Chrome: Up-to-Date but a RAM Hog
Google’s Chrome browser is current at version 43.0.2357.81, and this version is compatible with all versions of OS X since 10.6 Snow Leopard. It’s fast, but it’s also a memory hog. One the plus side, you can run Chrome on Macs, Windows PCs, Linux, Chromebooks, iDevices, and Android gear.
It’s also the most used browser on the market, although Safari eclipses it on Macs. It always updates itself to the latest version, so no worry about being left behind until Google drops Snow Leopard support.
In the table below, browser size on disk is rounded up to the next full MB. HTML5 score is on a scale of 0-555. Full Screen indicates whether the browser supports full screen mode, which can be toggled using Cmd-Shift-F.
HTML5 Video notes whether H.264, Ogg Theora, and WebM are supported. “All” means all 3 are.

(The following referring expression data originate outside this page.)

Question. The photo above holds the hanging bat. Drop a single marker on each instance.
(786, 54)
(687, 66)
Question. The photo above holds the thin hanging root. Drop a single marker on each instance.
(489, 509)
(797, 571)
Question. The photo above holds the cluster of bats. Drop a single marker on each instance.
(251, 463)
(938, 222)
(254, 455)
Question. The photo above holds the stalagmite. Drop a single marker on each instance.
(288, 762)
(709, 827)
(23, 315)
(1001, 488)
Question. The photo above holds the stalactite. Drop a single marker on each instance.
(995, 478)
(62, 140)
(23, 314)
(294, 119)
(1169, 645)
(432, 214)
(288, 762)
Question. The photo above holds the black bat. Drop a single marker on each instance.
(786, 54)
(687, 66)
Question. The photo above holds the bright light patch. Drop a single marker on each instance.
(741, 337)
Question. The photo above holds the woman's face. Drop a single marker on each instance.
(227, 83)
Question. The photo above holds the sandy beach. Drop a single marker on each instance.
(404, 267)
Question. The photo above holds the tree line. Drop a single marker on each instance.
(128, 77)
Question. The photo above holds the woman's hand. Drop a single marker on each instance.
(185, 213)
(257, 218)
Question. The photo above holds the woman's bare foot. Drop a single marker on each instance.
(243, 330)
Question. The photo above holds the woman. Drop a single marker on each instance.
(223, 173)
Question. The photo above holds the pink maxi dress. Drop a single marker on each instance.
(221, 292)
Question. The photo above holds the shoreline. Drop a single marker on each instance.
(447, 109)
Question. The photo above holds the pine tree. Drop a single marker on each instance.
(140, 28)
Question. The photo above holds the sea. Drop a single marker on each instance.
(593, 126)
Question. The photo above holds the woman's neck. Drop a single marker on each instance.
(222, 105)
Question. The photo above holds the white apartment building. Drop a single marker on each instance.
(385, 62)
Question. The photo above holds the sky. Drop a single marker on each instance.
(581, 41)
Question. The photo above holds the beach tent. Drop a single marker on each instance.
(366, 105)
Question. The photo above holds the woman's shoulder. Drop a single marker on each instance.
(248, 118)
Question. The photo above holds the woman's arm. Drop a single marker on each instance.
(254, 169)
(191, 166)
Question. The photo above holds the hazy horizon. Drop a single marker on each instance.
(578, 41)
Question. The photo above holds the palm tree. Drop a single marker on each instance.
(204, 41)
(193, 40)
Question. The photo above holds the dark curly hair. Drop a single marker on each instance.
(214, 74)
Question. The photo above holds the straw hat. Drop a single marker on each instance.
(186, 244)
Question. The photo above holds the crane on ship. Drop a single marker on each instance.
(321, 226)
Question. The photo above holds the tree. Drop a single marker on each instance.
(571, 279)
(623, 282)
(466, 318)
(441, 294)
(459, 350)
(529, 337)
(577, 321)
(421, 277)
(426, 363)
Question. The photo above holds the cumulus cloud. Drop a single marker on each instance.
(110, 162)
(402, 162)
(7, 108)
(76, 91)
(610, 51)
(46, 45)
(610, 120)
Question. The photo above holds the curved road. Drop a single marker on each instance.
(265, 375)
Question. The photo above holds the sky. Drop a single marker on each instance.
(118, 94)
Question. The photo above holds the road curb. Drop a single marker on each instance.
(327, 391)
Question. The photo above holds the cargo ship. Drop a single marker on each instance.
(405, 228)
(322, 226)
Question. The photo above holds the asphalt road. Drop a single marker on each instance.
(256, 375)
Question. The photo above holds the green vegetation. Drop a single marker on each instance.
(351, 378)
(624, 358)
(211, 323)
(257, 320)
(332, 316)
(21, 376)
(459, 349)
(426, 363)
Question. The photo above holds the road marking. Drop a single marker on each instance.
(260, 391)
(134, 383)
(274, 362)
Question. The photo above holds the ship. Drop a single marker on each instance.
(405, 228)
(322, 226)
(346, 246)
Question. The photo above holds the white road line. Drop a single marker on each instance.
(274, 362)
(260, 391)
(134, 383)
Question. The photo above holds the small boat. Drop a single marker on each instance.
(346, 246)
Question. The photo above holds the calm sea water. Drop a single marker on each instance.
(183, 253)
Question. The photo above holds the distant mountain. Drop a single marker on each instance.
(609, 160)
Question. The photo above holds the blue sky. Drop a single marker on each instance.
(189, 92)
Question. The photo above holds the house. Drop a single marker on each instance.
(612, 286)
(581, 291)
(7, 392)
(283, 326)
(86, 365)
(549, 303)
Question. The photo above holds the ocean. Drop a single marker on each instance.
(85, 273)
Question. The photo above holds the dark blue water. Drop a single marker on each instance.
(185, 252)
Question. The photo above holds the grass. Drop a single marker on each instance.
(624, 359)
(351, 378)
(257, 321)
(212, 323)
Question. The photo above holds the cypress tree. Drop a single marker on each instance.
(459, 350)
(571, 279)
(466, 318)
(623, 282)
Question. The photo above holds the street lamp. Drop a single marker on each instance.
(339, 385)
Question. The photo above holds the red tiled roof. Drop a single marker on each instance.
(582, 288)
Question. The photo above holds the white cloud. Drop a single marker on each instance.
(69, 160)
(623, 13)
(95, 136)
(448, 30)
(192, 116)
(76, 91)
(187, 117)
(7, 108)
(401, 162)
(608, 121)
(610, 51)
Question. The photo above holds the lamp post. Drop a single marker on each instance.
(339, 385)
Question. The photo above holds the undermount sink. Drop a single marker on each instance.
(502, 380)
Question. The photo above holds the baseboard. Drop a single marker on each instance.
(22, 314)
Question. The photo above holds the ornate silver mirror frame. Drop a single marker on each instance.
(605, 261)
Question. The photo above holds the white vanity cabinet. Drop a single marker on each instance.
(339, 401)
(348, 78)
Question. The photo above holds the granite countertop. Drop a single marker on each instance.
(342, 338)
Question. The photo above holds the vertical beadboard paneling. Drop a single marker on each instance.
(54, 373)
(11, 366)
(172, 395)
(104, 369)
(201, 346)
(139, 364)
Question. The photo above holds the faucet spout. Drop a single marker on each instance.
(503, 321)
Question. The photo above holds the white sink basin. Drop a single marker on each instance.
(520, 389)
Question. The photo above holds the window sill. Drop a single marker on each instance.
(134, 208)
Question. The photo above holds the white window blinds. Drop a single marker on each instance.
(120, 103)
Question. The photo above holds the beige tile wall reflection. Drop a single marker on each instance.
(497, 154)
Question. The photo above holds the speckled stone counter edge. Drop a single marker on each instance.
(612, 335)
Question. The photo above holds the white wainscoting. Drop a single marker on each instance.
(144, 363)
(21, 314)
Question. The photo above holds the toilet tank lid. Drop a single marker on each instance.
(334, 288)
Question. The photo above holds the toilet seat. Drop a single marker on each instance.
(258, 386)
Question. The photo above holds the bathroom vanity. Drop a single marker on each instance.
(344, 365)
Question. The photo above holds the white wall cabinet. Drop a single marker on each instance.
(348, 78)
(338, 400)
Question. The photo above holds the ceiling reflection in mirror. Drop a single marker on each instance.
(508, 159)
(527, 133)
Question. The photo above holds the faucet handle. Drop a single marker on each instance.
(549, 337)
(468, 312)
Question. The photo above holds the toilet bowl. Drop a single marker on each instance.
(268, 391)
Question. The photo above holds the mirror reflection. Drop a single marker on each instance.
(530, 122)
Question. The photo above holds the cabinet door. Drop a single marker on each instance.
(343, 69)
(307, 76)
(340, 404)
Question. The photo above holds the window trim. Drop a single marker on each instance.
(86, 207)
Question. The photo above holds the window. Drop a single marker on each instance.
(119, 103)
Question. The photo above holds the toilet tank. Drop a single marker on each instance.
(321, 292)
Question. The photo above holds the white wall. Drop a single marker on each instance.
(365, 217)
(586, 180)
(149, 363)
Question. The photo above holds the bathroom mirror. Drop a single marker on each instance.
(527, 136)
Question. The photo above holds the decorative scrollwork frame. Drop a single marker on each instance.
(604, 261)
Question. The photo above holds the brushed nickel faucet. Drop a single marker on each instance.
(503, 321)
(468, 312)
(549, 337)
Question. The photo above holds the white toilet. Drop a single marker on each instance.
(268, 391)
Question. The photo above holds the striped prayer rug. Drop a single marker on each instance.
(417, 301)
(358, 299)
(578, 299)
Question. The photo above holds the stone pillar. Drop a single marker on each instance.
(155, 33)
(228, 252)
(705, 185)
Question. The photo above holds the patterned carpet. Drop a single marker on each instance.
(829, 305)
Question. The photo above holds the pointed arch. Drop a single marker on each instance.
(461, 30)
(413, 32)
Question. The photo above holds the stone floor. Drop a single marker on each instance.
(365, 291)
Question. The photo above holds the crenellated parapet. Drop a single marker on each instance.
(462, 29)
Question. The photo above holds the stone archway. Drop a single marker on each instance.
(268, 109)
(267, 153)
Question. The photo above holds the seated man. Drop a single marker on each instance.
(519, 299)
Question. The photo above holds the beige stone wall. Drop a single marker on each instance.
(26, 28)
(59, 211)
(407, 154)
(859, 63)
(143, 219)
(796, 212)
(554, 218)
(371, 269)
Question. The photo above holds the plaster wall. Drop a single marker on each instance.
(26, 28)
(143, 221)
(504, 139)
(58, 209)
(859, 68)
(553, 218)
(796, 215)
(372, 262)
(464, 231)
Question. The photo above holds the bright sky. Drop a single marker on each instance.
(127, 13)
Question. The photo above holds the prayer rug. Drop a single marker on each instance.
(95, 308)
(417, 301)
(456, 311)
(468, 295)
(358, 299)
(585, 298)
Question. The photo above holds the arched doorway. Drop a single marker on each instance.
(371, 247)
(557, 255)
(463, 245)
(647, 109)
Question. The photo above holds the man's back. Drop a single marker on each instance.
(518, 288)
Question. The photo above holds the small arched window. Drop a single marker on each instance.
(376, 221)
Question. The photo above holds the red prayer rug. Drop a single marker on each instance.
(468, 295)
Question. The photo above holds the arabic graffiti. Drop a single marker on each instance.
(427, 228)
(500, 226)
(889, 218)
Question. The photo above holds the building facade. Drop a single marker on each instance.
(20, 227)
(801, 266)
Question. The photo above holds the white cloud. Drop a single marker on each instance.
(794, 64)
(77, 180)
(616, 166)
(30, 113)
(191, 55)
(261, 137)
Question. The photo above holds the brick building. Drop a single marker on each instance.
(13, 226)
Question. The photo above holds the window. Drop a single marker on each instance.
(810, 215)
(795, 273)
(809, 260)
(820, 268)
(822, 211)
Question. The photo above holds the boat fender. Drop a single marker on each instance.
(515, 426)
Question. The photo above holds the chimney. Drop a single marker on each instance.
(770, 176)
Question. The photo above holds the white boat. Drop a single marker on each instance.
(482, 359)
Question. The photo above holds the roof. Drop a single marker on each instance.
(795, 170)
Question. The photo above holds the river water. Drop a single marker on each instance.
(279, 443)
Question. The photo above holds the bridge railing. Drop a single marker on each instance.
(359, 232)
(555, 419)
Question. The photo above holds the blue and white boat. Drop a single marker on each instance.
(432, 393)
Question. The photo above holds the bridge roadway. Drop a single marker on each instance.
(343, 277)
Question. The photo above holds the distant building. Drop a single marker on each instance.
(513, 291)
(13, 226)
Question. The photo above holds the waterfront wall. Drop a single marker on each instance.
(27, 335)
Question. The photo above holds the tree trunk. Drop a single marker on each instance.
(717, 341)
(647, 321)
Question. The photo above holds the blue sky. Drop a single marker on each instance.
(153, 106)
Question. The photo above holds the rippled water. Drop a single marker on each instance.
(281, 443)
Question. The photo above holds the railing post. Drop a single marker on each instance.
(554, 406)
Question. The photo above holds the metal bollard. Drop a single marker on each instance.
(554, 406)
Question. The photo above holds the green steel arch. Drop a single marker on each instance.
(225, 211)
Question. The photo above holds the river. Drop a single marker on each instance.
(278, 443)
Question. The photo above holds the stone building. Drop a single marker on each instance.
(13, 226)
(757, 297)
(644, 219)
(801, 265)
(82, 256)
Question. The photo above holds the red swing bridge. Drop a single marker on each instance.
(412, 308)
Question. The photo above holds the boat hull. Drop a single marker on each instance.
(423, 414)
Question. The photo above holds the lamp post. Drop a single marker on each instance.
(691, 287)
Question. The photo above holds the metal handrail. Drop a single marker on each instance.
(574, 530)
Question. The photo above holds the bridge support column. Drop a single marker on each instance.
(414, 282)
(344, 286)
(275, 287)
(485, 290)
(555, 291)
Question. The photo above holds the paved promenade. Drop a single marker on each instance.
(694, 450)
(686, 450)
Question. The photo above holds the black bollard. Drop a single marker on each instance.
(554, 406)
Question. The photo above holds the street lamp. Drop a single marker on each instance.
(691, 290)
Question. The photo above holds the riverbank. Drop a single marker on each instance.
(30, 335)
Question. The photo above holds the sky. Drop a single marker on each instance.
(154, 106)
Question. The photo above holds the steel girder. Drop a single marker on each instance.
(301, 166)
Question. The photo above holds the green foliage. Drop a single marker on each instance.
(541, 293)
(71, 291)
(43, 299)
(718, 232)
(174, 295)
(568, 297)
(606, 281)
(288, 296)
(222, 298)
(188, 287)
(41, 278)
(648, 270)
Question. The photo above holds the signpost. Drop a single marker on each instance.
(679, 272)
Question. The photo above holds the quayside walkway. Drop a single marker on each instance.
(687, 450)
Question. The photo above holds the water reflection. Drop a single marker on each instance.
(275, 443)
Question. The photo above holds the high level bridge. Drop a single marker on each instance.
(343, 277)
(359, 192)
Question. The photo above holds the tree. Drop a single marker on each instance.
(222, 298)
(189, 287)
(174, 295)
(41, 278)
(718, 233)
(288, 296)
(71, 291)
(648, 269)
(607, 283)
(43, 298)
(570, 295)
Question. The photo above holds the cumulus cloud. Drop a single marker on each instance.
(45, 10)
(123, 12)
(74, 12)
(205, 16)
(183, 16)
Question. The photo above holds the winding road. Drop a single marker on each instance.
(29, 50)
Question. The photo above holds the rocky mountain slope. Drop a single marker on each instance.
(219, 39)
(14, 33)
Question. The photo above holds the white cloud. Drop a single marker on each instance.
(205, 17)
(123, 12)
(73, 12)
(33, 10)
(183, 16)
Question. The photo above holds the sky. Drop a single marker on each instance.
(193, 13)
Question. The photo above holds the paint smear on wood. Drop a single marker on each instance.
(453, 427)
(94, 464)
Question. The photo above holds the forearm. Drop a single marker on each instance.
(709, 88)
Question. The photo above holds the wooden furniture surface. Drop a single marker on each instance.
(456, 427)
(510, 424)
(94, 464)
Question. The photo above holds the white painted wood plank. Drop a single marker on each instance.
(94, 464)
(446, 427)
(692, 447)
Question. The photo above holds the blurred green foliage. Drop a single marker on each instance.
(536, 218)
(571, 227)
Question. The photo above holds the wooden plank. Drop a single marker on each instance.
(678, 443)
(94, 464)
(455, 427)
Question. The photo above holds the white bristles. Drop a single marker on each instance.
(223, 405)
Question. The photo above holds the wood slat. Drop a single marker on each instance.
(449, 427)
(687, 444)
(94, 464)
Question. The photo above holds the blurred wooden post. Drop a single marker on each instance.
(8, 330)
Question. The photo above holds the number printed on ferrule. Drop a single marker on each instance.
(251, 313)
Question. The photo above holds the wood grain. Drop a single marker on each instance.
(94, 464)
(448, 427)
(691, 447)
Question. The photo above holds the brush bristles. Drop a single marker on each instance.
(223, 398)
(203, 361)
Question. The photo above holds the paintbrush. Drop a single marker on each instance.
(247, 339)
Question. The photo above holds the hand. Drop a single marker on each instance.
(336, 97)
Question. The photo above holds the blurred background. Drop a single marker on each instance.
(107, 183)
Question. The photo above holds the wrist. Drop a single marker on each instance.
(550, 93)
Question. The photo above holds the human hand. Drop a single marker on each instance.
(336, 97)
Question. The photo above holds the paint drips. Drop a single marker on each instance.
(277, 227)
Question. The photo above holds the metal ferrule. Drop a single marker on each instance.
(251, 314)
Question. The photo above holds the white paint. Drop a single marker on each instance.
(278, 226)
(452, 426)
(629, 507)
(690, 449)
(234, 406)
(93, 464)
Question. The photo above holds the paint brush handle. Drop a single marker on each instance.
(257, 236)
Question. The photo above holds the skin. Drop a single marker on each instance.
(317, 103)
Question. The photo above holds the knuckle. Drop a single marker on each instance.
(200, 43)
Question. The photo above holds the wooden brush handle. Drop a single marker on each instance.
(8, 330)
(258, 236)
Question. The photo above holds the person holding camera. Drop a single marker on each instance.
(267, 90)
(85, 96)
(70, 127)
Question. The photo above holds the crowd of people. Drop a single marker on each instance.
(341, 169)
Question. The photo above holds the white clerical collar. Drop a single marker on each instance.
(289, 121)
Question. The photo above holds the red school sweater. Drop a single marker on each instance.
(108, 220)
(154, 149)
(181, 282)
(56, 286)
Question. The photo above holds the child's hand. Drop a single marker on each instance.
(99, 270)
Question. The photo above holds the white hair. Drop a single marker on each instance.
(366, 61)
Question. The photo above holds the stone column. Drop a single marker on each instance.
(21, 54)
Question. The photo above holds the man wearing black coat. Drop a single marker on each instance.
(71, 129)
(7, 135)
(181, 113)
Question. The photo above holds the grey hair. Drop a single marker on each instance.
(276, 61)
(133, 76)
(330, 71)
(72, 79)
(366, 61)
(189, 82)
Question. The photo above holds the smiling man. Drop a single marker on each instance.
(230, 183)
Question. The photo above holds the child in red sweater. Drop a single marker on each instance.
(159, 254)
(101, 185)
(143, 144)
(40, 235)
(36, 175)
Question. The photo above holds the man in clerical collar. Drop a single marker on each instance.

|Camino 2.1.3||39 MB||134||no||no|
|OmniWeb 5.11.2||76 MB||205||no||H.264|
|Safari 5.1.10||53 MB||250||no||H.264|
|Stainless 0.8||2 MB||250||no||H.264, WebM|
|Opera 25||127 MB||480||no||Theora, WebM|
|Roccat 4.9||14 MB||267||no||H.264, WebM|
|Firefox 38||175 MB||467||yes||all|
|Chrome 43||375 MB||506||yes||all|
There are a lot of factors you can use for choosing the best browser. In terms of speed, Stainless loads quickly. Camino, Stainless, and Roccat all subjectively feel pretty fast. Firefox and Chrome, not so much, and Chrome itself is over twice as large as Firefox.
Chrome takes top honors for HTML5 support, followed by Opera 25 and then Firefox. Roccat is a bit ahead of Safari and Stainless, but the big question is how well does each browser support the parts of HTML5 that are important to you, such a video codecs.
Honestly, it can’t hurt to download and try several of these browsers. Regardless of which ones others view as best, you may find a new favorite for some specific uses, much as I am hooked on Stainless for WordPress work.